# Film Genre Classification by Script Dialog Analysis

The dataset compiled by Cristian Danescu-Niculescu-Mizil, assistant professor at the department of information science of the Cornell University, offers structured data reflecting the dialog corpus of 617 movies, additional meta information about them, such as title, genres, IMDB votes and rating, as well as details from every character intervening in the movie: name, gender, character’s importance according to the position in the credits. This dataset can be found here:  http://www.cs.cornell.edu/~cristian/Cornell_Movie-Dialogs_Corpus.html

This data allows us to build a language model by processing the dialogs contained in the corpus, we hope to discern patterns that will allow us, for example, to predict the details of an unknown movie character given his or her lines in the script. Other possible applications would be classifying a new movie by genres by inputting the conversations.

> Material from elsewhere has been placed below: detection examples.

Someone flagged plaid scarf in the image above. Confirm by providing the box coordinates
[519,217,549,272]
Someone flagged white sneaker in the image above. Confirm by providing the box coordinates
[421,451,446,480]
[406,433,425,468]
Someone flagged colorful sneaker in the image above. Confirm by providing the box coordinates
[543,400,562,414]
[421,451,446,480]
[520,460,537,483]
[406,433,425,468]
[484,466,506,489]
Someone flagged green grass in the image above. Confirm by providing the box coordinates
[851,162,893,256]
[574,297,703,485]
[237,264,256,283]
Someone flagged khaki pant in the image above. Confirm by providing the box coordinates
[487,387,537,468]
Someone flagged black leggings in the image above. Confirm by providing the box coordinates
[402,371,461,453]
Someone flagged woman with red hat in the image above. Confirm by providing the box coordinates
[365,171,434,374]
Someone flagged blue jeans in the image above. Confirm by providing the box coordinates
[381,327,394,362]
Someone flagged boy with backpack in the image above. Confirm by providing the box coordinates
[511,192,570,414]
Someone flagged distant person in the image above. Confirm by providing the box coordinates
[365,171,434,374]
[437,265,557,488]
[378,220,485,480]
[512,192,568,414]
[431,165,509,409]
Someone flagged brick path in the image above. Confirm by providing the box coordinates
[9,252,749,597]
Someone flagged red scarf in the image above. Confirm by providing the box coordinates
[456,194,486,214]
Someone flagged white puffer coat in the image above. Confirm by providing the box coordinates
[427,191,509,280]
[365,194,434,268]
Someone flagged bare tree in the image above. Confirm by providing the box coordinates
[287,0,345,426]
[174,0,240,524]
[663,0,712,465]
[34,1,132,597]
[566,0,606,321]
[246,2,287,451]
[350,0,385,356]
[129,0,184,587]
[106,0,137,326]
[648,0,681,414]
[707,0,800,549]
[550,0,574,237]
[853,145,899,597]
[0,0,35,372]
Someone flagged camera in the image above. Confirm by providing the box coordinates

These are two possibilities derived from learning from the available corpus, if time allows it, we can even augment the existing data structure to infer more insights, i.e. relationship between characters, etc..

### Import third party libraries

In [29]:
%matplotlib inline
import re
import matplotlib
import numpy as np
import matplotlib.pyplot as plt
import pandas as pd
from sklearn.model_selection import train_test_split
from sklearn.feature_extraction.text import TfidfVectorizer
from sklearn.naive_bayes import MultinomialNB
from sklearn.metrics import accuracy_score
from sklearn.multiclass import OneVsRestClassifier
from nltk.corpus import stopwords
stop_words = set(stopwords.words('english'))
from sklearn.svm import LinearSVC
from sklearn.linear_model import LogisticRegression
from sklearn.pipeline import Pipeline

import pandas as pd


### Transform original txt files into CSV

The dataset offered by Cristian Cornell are 4 different txt files: `movie_titles_metadata.txt`, `movie_lines.txt`, `movie_conversations.txt` and `movie_characters_metadata.txt`. To make it easier to work with the data, we will transform them into CSV files.

In [79]:
def csv_convert(filepath, header):
    with open(filepath, 'r', errors='ignore') as f:
        lines = f.readlines()
        csv = open(filepath.replace(".txt", ".csv"),"w+")
        csv.write("%s\n" %(",".join(header)))
        
        for line in lines:
            lineArray = line.split(" +++$+++ ")
            
            if "LineIDs" in header:
                lineArray[3] = '"' + lineArray[3].replace("\n", "") + '"\n'
            
            if "Line" in header:
                lineArray[4] = '"' + lineArray[4].replace('"', "'").replace("\n", "") + '"\n'

            if "Movie Title" in header:
                lineArray[3] = '"' + lineArray[3] + '"'
                
            if "Title" in header:
                lineArray[1] = '"' + lineArray[1] + '"'
                
            if "Genres" in header:
                lineArray[5] = '"' + lineArray[5].replace("\n", "") + '"\n'
                
            line = ",".join(lineArray)
            
            csv.write(line)
        
        csv.close()
    f.close()

header = ["ID", "Name", "Movie ID", "Movie Title", "Gender", "Relevance"]
csv_convert("data/train/movie_characters_metadata.txt", header)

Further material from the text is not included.